“[The two kingdoms doctrine’s] great contribution to the problem of social ethics is exactly to strip men of their mythologies. For the very fact that it insists that whatever other Kingdom there is, the eschatological one comes solely and absolutely by God’s power alone means that the only real task for men is to repent, to turn around and take care of this world as best they know how – without myth, but with reason, love and justice; to be pragmatic: to solve problems concretely.
The eschatological vision makes it clear that the secular is our sacred task. It tears the mask from our pretensions and bids us become human beings. That, I think, is the real significance of Luther’s resistance to the Peasant’s Revolt, whatever we may think of his final action. He saw quite clearly that if one is to apply this principle, then there could be absolutely no exceptions. Not even those who undertake revolutions for the sake of so-called ‘Christian principles’ can be excepted. Nobody, Prince, Peasant, Preacher, President or what have you, carries out a revolution or a political program in the name of Christ. That is so first of all because Luther categorically refused to allow Christ to become a club with which to beat anyone (a ‘New Law’ as he called it), and secondly because revolutions and political programs can be carried through only in the name of humanity without appeal to either myth or religion. Luther means that quite radically. You don’t need Christ, or even the Bible, necessarily, to tell you what to do in social matters. You have reason, use it!”[1]
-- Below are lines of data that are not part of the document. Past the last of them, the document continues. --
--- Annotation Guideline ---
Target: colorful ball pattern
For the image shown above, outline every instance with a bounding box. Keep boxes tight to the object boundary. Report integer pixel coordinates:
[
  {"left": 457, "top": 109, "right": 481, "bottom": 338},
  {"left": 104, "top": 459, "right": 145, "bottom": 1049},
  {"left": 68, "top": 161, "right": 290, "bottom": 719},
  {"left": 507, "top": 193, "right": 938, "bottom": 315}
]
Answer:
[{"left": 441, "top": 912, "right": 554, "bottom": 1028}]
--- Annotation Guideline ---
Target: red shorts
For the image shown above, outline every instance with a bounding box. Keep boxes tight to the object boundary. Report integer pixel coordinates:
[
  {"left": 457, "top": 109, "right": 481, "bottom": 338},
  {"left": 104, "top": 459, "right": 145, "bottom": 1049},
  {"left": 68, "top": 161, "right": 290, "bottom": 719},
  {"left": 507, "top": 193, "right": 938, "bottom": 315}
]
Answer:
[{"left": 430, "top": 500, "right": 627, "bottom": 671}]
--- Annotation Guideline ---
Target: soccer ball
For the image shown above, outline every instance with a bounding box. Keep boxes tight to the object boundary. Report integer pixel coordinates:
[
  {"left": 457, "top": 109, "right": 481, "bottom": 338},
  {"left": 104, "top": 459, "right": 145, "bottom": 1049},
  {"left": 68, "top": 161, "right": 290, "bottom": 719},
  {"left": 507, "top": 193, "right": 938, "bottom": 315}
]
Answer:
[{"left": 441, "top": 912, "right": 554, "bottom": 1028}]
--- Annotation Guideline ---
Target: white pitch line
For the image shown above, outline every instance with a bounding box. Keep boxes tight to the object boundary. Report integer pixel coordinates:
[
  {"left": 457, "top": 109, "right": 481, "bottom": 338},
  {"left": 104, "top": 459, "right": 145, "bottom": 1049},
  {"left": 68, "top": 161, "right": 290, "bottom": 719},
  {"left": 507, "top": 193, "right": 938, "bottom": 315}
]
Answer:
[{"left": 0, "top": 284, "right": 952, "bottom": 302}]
“Take Christ out of the Scriptures and what will you find left in them?” (LW 33:26).
“In our deliberations, the wisdom of Scripture and the tradition cannot be cited as ‘God’s answer’ to the matter, but neither ought that wisdom be summarily dismissed as irrelevant or outdated.”[2]
[1] Forde, “The Revolt and the Wedding: An Essay on Social Ethics in the Perspective of Luther’s Theology,” in The Reformation and the Revolution. Sioux Falls, S. Dak.: Augustana College Press, 1970, pp. 79-88.
[2]Don Juel, “Homosexuality and Church Tradition,” Word & World 10:2 (Spring 1990) 168-69.